As the Organization for Economic Co-operation and Development’s (OECD) director for tax policy and administration argues in Tax Policy Reforms 2020, global economic recovery should not simply be a case of returning to business as usual.
The goal, according to Pascal Saint-Amans, should be to “build back better and address some of the structural weaknesses that the crisis has laid bare.”

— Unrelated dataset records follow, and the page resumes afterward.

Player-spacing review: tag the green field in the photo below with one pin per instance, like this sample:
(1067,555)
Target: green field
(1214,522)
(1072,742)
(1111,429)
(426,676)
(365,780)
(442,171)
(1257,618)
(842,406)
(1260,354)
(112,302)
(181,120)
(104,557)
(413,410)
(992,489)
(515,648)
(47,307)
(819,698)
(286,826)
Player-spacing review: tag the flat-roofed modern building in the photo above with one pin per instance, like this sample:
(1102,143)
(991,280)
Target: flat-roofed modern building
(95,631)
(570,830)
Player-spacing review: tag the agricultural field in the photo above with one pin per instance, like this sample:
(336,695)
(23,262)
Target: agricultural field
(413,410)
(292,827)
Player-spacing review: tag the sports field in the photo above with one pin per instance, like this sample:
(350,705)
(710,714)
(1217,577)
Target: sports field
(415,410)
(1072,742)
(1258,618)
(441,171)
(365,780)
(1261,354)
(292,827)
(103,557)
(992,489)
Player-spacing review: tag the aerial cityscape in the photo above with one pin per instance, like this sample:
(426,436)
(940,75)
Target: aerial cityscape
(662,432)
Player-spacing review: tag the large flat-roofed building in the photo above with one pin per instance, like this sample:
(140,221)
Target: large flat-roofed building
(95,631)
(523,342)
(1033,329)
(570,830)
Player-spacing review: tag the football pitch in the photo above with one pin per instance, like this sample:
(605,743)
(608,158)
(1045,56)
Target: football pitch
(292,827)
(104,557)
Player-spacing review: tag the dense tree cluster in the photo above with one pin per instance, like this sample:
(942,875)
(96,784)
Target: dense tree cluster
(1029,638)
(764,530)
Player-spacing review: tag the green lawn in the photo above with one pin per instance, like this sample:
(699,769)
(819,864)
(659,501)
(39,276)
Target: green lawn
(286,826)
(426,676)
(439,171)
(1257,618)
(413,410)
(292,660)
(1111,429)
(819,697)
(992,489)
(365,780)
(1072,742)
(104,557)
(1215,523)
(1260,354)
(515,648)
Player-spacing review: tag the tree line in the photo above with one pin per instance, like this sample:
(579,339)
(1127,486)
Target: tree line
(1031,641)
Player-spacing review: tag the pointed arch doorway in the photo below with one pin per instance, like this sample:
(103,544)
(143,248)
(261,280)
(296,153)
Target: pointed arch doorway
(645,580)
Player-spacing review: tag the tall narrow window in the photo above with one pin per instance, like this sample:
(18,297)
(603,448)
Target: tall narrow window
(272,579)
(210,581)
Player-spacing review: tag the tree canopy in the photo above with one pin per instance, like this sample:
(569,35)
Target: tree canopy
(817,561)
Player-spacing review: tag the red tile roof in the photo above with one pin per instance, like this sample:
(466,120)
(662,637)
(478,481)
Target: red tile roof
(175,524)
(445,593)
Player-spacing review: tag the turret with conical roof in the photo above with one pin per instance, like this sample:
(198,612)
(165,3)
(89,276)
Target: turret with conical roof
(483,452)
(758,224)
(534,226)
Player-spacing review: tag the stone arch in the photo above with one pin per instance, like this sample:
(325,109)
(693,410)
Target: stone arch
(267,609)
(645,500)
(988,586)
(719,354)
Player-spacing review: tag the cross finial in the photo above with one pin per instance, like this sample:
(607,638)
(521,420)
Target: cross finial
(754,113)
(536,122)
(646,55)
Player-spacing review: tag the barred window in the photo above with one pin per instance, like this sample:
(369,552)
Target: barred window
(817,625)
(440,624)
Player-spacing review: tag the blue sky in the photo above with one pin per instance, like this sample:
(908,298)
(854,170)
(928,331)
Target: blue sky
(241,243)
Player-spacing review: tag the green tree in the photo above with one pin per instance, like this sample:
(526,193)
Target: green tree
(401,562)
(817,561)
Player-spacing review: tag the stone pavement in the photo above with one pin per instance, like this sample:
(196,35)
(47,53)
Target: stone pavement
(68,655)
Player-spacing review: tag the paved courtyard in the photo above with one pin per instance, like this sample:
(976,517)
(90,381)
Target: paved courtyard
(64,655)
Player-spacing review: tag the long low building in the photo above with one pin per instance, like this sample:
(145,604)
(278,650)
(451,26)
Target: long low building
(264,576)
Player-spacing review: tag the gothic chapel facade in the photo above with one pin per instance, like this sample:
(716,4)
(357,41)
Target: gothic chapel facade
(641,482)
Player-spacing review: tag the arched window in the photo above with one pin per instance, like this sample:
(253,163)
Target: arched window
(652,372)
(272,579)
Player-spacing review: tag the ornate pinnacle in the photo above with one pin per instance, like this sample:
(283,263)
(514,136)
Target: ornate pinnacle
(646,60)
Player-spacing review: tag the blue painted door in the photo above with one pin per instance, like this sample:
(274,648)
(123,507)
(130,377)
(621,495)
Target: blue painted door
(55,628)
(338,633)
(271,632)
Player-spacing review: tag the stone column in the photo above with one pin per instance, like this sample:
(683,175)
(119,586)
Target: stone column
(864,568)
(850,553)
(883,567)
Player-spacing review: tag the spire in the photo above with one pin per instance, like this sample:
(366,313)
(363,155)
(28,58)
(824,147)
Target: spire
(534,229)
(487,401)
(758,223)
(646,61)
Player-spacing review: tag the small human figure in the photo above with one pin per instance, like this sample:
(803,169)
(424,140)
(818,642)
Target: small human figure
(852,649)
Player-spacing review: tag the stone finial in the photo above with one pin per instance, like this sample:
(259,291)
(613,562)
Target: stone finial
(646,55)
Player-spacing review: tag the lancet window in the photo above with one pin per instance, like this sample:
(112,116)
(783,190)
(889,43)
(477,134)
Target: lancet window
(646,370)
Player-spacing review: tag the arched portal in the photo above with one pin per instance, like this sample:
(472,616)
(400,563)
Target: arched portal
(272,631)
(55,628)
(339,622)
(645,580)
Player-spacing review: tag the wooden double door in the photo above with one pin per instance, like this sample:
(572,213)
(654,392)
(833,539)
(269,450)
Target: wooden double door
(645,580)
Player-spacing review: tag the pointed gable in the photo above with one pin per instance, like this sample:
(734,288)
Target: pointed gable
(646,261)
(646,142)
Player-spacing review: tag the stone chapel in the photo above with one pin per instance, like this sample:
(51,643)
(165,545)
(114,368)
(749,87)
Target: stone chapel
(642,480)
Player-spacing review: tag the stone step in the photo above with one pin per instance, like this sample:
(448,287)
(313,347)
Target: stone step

The OECD rightly contends, for example, that a top priority in that building-back-better game plan should be tax reforms to accelerate the shift to clean energy, because around 70% of global energy-related CO2 emissions remain untaxed.
There also needs to be a co-ordinated international push to eliminate the economic inequities that are punishing workers at the low end of the wage scale and removing basic social safety net benefits for them and their families.
Closer to home, municipal tax reform must eliminate damaging money grabs such as the highest and best use property designation.
Basing property tax on what land could be used for rather than what it is being used for now radically skews lease rates and dramatically inflates the cost of doing business.
Payroll taxes that threaten to sink already pandemic-damaged businesses also need to be rethought, and the overall complexity of Canada’s Income Tax Act, which began as an 11-page Income War Tax Act in 1917 but was last seen running to around 3,230 pages, needs to be radically simplified through a flat tax regime.
There is not a new normal or a return to the old normal in our future.
This is the era of no normal, and it presents huge challenges but also huge opportunities to improve how governments and businesses operate.